The full-cycle loop begins at the patient’s first point of entry and continues through any postpayment internal and external audits. Four key pillars support the loop: plan, do, study, and act. At every step in the process ask questions such as: “Are we complying with payer rules?,” “Does our documentation support the services billed?,” and “What is our risk?”

Start the full cycle loop where it makes the most sense for the organization, whether that be ambulatory, inpatient, or somewhere else. Since this particular organization had high outpatient volumes, the team first implemented full-cycle loops in the ambulatory service areas. Auditing software was used to support the entire process.

The following are nine important strategies adopted and the lessons learned.

• Shift from random case auditing to risk-based auditing. Start with a large sample and decrease it. Common criteria used for case selection may include admission/discharge dates, date of service, provider name, coder, diagnosis code, CPT code, and modifiers.
• Give new providers one-on-one educational sessions via Zoom on the EHR’s clinical documentation templates and speech recognition software. Deliver education at the provider’s convenience and prior to seeing their first clinic patient.
• Produce scorecards from the auditing software and upload them into Excel with comments from internal auditing teams.
• Share one-page summaries with providers and department managers (vs cumbersome multipage reports).
• Update error reasons (root causes) on a continual basis and refocus audit plans to address emerging hot topics. Fine-tune audit parameters from past reviews instead of reinventing processes for each new initiative.
• Use risk assessment algorithms to develop an annual work plan. Brainstorm risk areas and identify vulnerabilities for each of these areas.
• Analyze outcomes (eg, how many code additions, deletions, diagnosis-related group changes occurred). Determine whether the accuracy rate is within an acceptable range for the organization.
• Implement a corrective action plan, including who needs to be on the team, all areas for improvement, risks if errors are not corrected within three to six months, and realistic deadlines.
• Rate completion by quarter, and investigate when activities fall behind. Sometimes delays are justified—for example, in the case of staffing issues or other pop-up priorities.

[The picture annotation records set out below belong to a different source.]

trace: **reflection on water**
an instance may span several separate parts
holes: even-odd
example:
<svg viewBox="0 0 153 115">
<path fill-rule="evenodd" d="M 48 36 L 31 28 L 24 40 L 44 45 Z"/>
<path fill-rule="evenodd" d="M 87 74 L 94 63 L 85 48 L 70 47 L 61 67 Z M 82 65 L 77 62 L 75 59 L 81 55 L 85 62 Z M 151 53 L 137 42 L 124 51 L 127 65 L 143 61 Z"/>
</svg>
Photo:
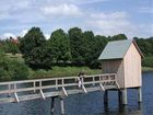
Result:
<svg viewBox="0 0 153 115">
<path fill-rule="evenodd" d="M 109 105 L 103 104 L 103 92 L 69 95 L 64 100 L 67 115 L 153 115 L 153 73 L 143 74 L 143 103 L 137 103 L 137 91 L 128 91 L 128 105 L 118 104 L 117 92 L 109 92 Z M 60 100 L 55 100 L 55 115 L 60 115 Z M 33 100 L 0 104 L 0 115 L 51 115 L 51 100 Z"/>
</svg>

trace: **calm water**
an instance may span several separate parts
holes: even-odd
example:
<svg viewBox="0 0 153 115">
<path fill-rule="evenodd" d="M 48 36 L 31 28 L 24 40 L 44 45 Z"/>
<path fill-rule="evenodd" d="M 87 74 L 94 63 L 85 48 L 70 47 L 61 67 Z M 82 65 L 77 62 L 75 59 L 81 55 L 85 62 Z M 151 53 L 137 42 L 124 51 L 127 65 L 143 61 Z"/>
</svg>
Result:
<svg viewBox="0 0 153 115">
<path fill-rule="evenodd" d="M 138 105 L 137 91 L 128 90 L 127 107 L 119 107 L 117 92 L 109 93 L 109 106 L 103 105 L 103 92 L 69 95 L 64 100 L 67 115 L 153 115 L 153 72 L 143 73 L 143 103 Z M 0 104 L 0 115 L 51 115 L 50 99 Z M 56 113 L 60 115 L 59 99 Z"/>
</svg>

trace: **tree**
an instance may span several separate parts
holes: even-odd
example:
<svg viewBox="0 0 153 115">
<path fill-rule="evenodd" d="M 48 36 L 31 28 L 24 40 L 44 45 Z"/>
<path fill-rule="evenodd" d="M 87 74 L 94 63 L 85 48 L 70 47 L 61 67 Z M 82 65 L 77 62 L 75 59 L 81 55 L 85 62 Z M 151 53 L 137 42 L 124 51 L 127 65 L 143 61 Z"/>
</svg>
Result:
<svg viewBox="0 0 153 115">
<path fill-rule="evenodd" d="M 114 35 L 110 38 L 110 41 L 120 41 L 120 39 L 128 39 L 128 38 L 127 38 L 127 36 L 125 34 Z"/>
<path fill-rule="evenodd" d="M 70 39 L 63 30 L 52 32 L 47 46 L 51 49 L 55 62 L 71 60 Z"/>
<path fill-rule="evenodd" d="M 84 65 L 84 57 L 82 56 L 82 30 L 73 27 L 69 30 L 70 47 L 72 54 L 72 62 L 76 66 Z"/>
<path fill-rule="evenodd" d="M 33 69 L 51 68 L 51 54 L 45 47 L 46 39 L 39 27 L 32 27 L 21 39 L 20 48 L 25 64 Z"/>
</svg>

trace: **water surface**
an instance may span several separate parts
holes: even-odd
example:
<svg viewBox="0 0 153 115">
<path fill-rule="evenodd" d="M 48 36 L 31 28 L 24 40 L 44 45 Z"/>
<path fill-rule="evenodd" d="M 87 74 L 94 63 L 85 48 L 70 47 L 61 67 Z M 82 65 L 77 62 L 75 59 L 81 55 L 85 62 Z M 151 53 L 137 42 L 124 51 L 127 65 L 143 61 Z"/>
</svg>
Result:
<svg viewBox="0 0 153 115">
<path fill-rule="evenodd" d="M 137 90 L 128 90 L 128 106 L 118 106 L 117 92 L 109 92 L 109 105 L 103 104 L 103 92 L 69 95 L 64 100 L 67 115 L 153 115 L 153 72 L 143 73 L 143 103 L 137 103 Z M 55 115 L 60 115 L 56 99 Z M 51 115 L 51 100 L 33 100 L 0 104 L 0 115 Z"/>
</svg>

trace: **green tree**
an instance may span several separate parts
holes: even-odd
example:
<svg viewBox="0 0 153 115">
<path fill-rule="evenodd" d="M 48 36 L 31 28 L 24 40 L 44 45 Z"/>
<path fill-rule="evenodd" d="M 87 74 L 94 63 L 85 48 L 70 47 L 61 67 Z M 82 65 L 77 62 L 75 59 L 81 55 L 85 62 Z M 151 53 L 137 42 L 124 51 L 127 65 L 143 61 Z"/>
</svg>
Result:
<svg viewBox="0 0 153 115">
<path fill-rule="evenodd" d="M 51 68 L 51 54 L 39 27 L 32 27 L 21 39 L 20 48 L 26 65 L 33 69 Z M 49 54 L 48 54 L 49 53 Z"/>
<path fill-rule="evenodd" d="M 69 30 L 70 47 L 72 54 L 72 62 L 76 66 L 84 65 L 84 57 L 82 56 L 82 30 L 79 27 L 73 27 Z"/>
<path fill-rule="evenodd" d="M 55 62 L 71 60 L 70 39 L 63 30 L 59 28 L 51 33 L 48 46 Z"/>
<path fill-rule="evenodd" d="M 128 39 L 128 38 L 127 38 L 127 36 L 125 34 L 114 35 L 110 38 L 110 41 L 120 41 L 120 39 Z"/>
</svg>

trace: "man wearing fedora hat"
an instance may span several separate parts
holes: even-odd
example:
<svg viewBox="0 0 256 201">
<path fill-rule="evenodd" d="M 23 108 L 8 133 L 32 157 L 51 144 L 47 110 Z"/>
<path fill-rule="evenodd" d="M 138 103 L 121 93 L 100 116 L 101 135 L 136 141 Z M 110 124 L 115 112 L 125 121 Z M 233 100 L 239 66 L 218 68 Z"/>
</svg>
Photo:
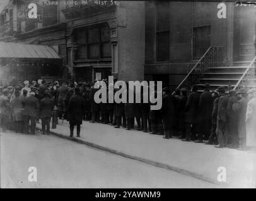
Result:
<svg viewBox="0 0 256 201">
<path fill-rule="evenodd" d="M 245 117 L 248 100 L 247 98 L 247 92 L 245 89 L 242 89 L 239 90 L 237 92 L 237 94 L 241 99 L 236 104 L 233 105 L 233 110 L 236 111 L 238 114 L 238 139 L 232 139 L 232 145 L 233 148 L 238 148 L 239 144 L 240 144 L 241 148 L 245 149 L 246 146 Z"/>
<path fill-rule="evenodd" d="M 204 92 L 200 95 L 199 100 L 199 124 L 198 139 L 195 143 L 202 143 L 203 137 L 207 140 L 210 136 L 211 127 L 211 114 L 213 106 L 213 99 L 210 93 L 210 84 L 204 85 Z"/>
<path fill-rule="evenodd" d="M 227 107 L 228 97 L 226 95 L 225 89 L 223 87 L 218 88 L 219 98 L 218 105 L 216 135 L 218 146 L 216 148 L 222 148 L 228 144 L 228 122 Z"/>
<path fill-rule="evenodd" d="M 256 89 L 248 91 L 250 100 L 247 104 L 245 117 L 246 122 L 246 145 L 256 147 Z"/>
<path fill-rule="evenodd" d="M 240 99 L 240 97 L 238 97 L 236 90 L 234 89 L 230 90 L 229 94 L 230 97 L 227 106 L 229 146 L 236 148 L 238 140 L 238 113 L 237 111 L 234 111 L 232 107 Z"/>
<path fill-rule="evenodd" d="M 175 97 L 170 93 L 168 87 L 163 89 L 161 114 L 163 124 L 163 138 L 169 139 L 173 134 L 173 122 L 175 117 Z"/>
</svg>

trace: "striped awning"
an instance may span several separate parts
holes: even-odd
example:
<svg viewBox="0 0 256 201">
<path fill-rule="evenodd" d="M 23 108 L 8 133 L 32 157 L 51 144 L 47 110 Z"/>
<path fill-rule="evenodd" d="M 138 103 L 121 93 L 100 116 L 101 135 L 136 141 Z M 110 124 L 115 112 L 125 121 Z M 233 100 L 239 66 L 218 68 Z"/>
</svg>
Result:
<svg viewBox="0 0 256 201">
<path fill-rule="evenodd" d="M 0 58 L 61 58 L 49 46 L 0 42 Z"/>
</svg>

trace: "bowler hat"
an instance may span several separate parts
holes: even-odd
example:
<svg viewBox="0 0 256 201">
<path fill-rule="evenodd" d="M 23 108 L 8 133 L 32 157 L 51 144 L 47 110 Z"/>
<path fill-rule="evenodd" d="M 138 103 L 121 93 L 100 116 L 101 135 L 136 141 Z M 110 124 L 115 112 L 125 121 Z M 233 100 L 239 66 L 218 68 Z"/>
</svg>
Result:
<svg viewBox="0 0 256 201">
<path fill-rule="evenodd" d="M 246 90 L 245 89 L 241 89 L 240 90 L 238 90 L 238 91 L 236 92 L 237 94 L 247 94 L 247 92 L 246 91 Z"/>
<path fill-rule="evenodd" d="M 256 92 L 256 88 L 253 88 L 253 89 L 250 89 L 248 91 L 247 94 L 252 94 L 252 93 L 255 93 L 255 92 Z"/>
<path fill-rule="evenodd" d="M 169 89 L 169 87 L 165 87 L 165 88 L 163 89 L 163 91 L 166 92 L 170 92 L 170 89 Z"/>
<path fill-rule="evenodd" d="M 219 87 L 217 89 L 217 91 L 224 92 L 225 91 L 225 89 L 223 87 Z"/>
<path fill-rule="evenodd" d="M 206 83 L 204 84 L 204 89 L 209 89 L 210 88 L 210 84 L 209 83 Z"/>
</svg>

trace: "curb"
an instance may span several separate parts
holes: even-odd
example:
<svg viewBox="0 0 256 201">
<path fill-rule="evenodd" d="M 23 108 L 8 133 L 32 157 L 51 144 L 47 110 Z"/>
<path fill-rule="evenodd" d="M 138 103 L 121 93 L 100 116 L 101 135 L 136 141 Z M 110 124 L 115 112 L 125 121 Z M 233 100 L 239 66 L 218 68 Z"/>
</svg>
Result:
<svg viewBox="0 0 256 201">
<path fill-rule="evenodd" d="M 41 129 L 39 128 L 38 128 L 38 129 L 41 130 Z M 54 131 L 50 131 L 50 133 L 52 135 L 54 135 L 54 136 L 57 136 L 57 137 L 64 138 L 64 139 L 68 139 L 68 140 L 70 140 L 70 141 L 74 141 L 74 142 L 76 142 L 76 143 L 80 143 L 80 144 L 85 144 L 85 145 L 87 145 L 87 146 L 96 148 L 98 149 L 112 153 L 117 155 L 119 155 L 119 156 L 127 158 L 130 158 L 130 159 L 132 159 L 132 160 L 139 161 L 141 161 L 141 162 L 143 162 L 143 163 L 146 163 L 146 164 L 149 164 L 149 165 L 153 165 L 153 166 L 157 166 L 157 167 L 159 167 L 159 168 L 163 168 L 163 169 L 165 169 L 165 170 L 172 170 L 172 171 L 174 171 L 175 172 L 181 173 L 182 175 L 190 176 L 190 177 L 194 177 L 195 178 L 199 179 L 201 180 L 203 180 L 204 182 L 209 182 L 209 183 L 213 183 L 213 184 L 215 184 L 215 185 L 219 185 L 220 187 L 228 187 L 228 183 L 218 183 L 218 182 L 216 182 L 215 180 L 212 180 L 211 178 L 209 178 L 208 177 L 206 177 L 206 176 L 204 176 L 203 175 L 201 175 L 201 174 L 199 174 L 199 173 L 195 173 L 195 172 L 194 172 L 194 171 L 190 171 L 190 170 L 185 170 L 185 169 L 183 169 L 183 168 L 178 168 L 178 167 L 177 167 L 177 166 L 175 166 L 165 164 L 165 163 L 163 163 L 156 162 L 156 161 L 153 161 L 153 160 L 148 160 L 148 159 L 145 159 L 145 158 L 141 158 L 141 157 L 134 156 L 122 152 L 122 151 L 119 151 L 113 149 L 112 148 L 107 148 L 107 147 L 105 147 L 105 146 L 101 146 L 101 145 L 95 144 L 93 143 L 90 143 L 89 141 L 82 140 L 82 139 L 79 139 L 79 138 L 70 138 L 69 136 L 62 134 L 61 133 L 57 133 L 54 132 Z"/>
</svg>

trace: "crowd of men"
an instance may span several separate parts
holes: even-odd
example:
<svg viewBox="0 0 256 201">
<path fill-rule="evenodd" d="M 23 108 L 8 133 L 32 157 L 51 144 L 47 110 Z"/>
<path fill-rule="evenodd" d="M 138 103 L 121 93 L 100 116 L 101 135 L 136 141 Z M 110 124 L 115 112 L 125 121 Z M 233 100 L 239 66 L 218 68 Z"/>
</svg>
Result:
<svg viewBox="0 0 256 201">
<path fill-rule="evenodd" d="M 176 136 L 185 141 L 218 145 L 216 148 L 256 147 L 255 89 L 227 90 L 219 87 L 211 91 L 206 84 L 202 93 L 196 85 L 189 93 L 186 89 L 171 93 L 165 87 L 161 109 L 151 110 L 151 103 L 96 103 L 94 95 L 98 89 L 93 86 L 94 83 L 67 82 L 59 85 L 57 81 L 42 80 L 2 86 L 2 129 L 29 133 L 30 128 L 30 133 L 35 134 L 36 122 L 41 119 L 42 134 L 49 134 L 53 111 L 57 111 L 61 121 L 69 122 L 71 138 L 75 126 L 80 136 L 80 125 L 85 120 L 136 129 L 165 139 Z"/>
</svg>

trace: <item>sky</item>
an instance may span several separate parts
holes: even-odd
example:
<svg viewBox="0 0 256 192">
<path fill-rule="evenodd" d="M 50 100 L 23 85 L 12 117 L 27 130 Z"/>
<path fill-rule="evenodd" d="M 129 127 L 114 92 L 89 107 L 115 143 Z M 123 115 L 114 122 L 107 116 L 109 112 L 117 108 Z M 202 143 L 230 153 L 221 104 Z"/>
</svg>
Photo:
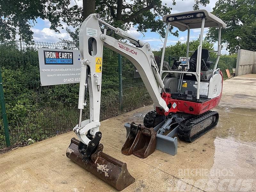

A Hero’s Work Is Never Done

Remember that even when the corrective action plan is completed and the loop is closed, an internal audit team’s work is not done. Go back and repeat the steps listed above. Regularly reaudit to ensure the action plan is still effective.

An organization that continually finds multiple issues and problems with documentation, coding, and improper billing should consult the internal compliance officer to determine whether repayment in accordance with the 60-day rule is appropriate. Organizations have 60 days to rebill or correct a claim from the time errors and improper billing are identified. Conduct internal discussions and assign a patient financial expert to weigh the benefit against the staffing demands required to rebill. Many organizations lack the staff to recode and rebill large volumes of cases.

If the errors are egregious enough, cases may be put under attorney-client privilege to limit the organization’s Medicare exposure. Once the attorney-client privilege is in place, issues that could be construed as fraud and abuse should be self-reported.